Is the Wage System of Japanese Companies Seniority-based?

June 28, 2016 [No.26-2016]

Dr. Hiroyuki FUJIMURA
Hosei University

 

Since James Abegglen argued that the wage system of Japanese companies was seniority-based in “The Japanese Factory” published in the US in 1958, the seniority-based wage system has been considered as one of the characteristics of the human resource management in Japanese companies. Also by combining it with the lifetime employment and the enterprise union systems, they have been phrased together as “the three sacred treasures.”

 

The term “seniority-based” generally conveys an image where the amount of wages is determined by age and length of service. If so, are the wages really determined based on age and length of service in Japanese companies?

 

I would like to look at this point by taking two workers who joined the same large company as college graduates 20 years ago, as an example. During these 20 years, Mr. A has been successfully promoted and is currently working as the division manager of a small division. On the other hand, Mr. B is slow in climbing the career ladder and has not yet even reached a managerial position. In this case, the difference in their annual salaries would exceed well beyond 5 million yen. Although the gap created each year is not very large, it accumulates every year to make a big difference ‒ that is the wage system of Japanese companies.

 

I explained in the previous issue that Japanese companies use a membership style of employment.
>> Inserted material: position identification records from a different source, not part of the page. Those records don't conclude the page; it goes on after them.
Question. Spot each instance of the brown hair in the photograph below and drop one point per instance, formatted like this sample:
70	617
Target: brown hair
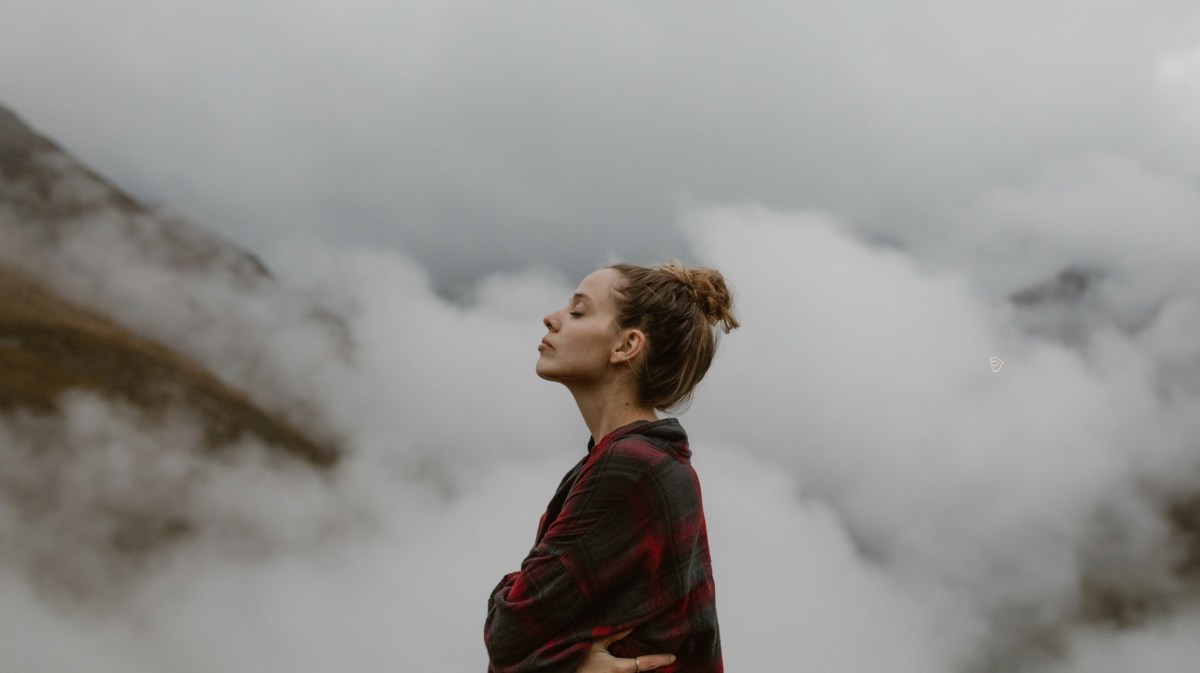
679	311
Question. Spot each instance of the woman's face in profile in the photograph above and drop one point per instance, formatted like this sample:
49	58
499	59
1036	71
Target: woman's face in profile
581	335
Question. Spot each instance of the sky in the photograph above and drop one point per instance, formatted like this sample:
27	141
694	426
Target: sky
483	136
875	181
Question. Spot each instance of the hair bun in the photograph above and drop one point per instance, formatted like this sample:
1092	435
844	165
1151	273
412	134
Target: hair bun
708	289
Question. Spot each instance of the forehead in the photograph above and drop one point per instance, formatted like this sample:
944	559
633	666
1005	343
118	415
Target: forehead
598	286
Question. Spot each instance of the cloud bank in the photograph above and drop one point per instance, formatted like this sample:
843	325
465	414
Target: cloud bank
869	479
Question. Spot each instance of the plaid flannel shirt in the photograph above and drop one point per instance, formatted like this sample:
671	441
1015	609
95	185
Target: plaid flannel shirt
622	545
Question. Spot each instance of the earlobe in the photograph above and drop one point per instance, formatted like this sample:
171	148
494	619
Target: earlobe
629	348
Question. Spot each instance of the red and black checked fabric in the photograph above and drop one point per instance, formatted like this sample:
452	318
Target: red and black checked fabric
622	545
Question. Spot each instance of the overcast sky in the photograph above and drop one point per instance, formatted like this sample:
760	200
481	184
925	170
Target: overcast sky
487	136
875	179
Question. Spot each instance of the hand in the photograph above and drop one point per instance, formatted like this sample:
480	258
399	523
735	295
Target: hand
600	661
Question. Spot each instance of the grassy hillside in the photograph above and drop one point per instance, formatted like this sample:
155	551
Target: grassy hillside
48	346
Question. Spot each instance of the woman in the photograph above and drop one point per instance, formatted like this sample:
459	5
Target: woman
619	578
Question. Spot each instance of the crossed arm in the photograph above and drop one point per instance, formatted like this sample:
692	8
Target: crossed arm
606	565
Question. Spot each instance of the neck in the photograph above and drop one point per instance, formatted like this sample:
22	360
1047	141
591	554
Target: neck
610	408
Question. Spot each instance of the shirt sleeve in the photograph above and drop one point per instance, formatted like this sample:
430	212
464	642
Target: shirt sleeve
607	563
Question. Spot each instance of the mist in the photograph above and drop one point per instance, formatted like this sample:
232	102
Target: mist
868	478
894	196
Each employee goes through a reassignment of job ordered by the company every three to five years, resulting in each one having experienced five to six departments after 20 years. During the period, promotions and pay raises as well as bonuses are determined based on semi-annual performance reviews and annual competency appraisals. Even though the salary and the bonus do not increase significantly following each evaluation, the differences steadily accumulate year after year. Thus in 20 years’ time, such annual salary gap between Mr. A and Mr. B as mentioned in the above example would be realized.

 

Japanese companies do not decide the amount of wages solely by age and length of service. They never fail to evaluate each employee’s contribution to the corporate performance and take it into consideration when they decide wages. Age and length of service are only a part of the elements used in deciding wages and do not weigh a lot. Japanese companies have been taking the method in which they spend many years to confirm their employees’ individual competency and aptitude and to create differences among them accordingly little by little.